User V2 DTO Reuse Refactor Report

Summary

This report documents the current v2 user DTO duplication in services/amm/agent-web-api and proposes a refactor so that user shape changes propagate consistently across endpoints that are intended to share the same contract.

Goal: if we change the canonical shape of UserRef, UserLastActivity, or DepartmentRef, those changes should automatically be reflected everywhere those same DTOs are used.

For this report, the docs are the source of truth for which endpoints are supposed to share the same DTO contract.

Scope Reviewed

services/amm/agent-web-api/src/api/v2/users/users-dtos.ts#L141
services/amm/agent-web-api/src/api/v2/users/users-dtos.ts#L158
services/amm/agent-web-api/src/api/v2/users/users-dtos.ts#L174
services/amm/agent-web-api/src/api/v2/users/users.controller.ts#L61
services/amm/agent-web-api/src/api/v2/devices/devices-dtos.ts#L440
services/amm/agent-web-api/src/api/v2/devices/devices-dtos.ts#L457
services/amm/agent-web-api/src/api/v2/devices/devices.controller.ts#L106
services/amm/agent-web-api/src/api/v2/analytics-apps/app-utilization/utilization-dimension-dtos.ts#L81
services/amm/agent-web-api/src/api/v2/analytics-apps/app-utilization/utilization-dimension-dtos.ts#L92
services/amm/agent-web-api/src/api/v2/analytics-apps/app-utilization/utilization-dimension-dtos.ts#L106
services/amm/agent-web-api/src/api/v2/analytics-apps/app-utilization/app-utilization-dtos.ts#L178
services/amm/agent-web-api/src/api/v2/analytics-apps/app-utilization/app-utilization-dtos.ts#L189
services/amm/agent-web-api/src/api/v2/analytics-apps/app-utilization/app-utilization.controller.ts#L471
services/amm/agent-web-api/src/api/v2/analytics-apps/app-utilization/app-utilization.controller.ts#L851

Findings

1. There is no canonical shared `UserRef` DTO class in the backend

The docs define UserRef as a shared contract used across domains. It is described in docs/api/users/index.md as:

User reference for embedding inside other domain responses. Think of it as a business card -- enough to identify the user, display their name, and show when they were last active.

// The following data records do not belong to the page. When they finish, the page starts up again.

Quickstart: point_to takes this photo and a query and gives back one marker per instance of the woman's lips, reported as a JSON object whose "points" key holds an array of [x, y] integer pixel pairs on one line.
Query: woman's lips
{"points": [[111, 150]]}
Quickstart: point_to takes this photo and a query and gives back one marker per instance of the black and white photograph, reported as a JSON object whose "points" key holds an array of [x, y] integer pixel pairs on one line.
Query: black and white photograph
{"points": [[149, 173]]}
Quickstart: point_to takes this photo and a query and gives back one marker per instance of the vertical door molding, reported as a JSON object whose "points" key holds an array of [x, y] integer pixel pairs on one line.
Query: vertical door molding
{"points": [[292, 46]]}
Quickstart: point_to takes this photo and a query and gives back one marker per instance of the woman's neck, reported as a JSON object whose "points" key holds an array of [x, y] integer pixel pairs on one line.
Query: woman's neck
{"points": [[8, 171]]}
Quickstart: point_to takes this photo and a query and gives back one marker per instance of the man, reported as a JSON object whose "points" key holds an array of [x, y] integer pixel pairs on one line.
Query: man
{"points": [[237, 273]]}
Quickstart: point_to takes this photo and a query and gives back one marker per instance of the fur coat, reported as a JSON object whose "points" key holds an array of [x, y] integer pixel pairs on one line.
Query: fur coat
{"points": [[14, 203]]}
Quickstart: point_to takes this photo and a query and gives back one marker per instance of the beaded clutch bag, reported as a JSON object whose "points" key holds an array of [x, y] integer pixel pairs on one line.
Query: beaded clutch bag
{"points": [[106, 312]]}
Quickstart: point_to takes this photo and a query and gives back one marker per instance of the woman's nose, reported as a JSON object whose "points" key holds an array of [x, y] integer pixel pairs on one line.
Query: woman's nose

The docs explicitly state UserRef is "defined here but consumed by other domains (e.g. DeviceUserRef)."

The backend does not implement that as one reusable class. Instead it has separate DTOs with overlapping responsibility:

UserDto in services/amm/agent-web-api/src/api/v2/users/users-dtos.ts#L174 — includes UserRef fields plus departments, status, created_at, updated_at
DeviceUserRefDto in services/amm/agent-web-api/src/api/v2/devices/devices-dtos.ts#L457 — redefines UserRef fields inline plus junction fields
UserRefDto in services/amm/agent-web-api/src/api/v2/analytics-apps/app-utilization/utilization-dimension-dtos.ts#L92 — independent redefinition
AppUserUtilizationUserRefDto in services/amm/agent-web-api/src/api/v2/analytics-apps/app-utilization/app-utilization-dtos.ts#L189 — yet another independent redefinition

As a result, changing the UserRef shape in one place does not update the others.

2. `UserLastActivity` is duplicated four times

The last_activity sub-object appears in four places with different class names:

UserLastActivityDto in services/amm/agent-web-api/src/api/v2/users/users-dtos.ts#L141
LastActivityDto in services/amm/agent-web-api/src/api/v2/devices/devices-dtos.ts#L440
UserLastActivityDto in services/amm/agent-web-api/src/api/v2/analytics-apps/app-utilization/utilization-dimension-dtos.ts#L81 (same name, separate class)
AppUserUtilizationLastActivityDto in services/amm/agent-web-api/src/api/v2/analytics-apps/app-utilization/app-utilization-dtos.ts#L178

These are all variants of:

{
  "at": "2026-02-24T21:23:53.082Z",
  "desktop_at": "2026-02-24T21:22:46.119Z",
  "web_at": "2026-02-24T21:23:53.082Z"
}

Any change to last-activity fields currently has to be repeated manually in four files.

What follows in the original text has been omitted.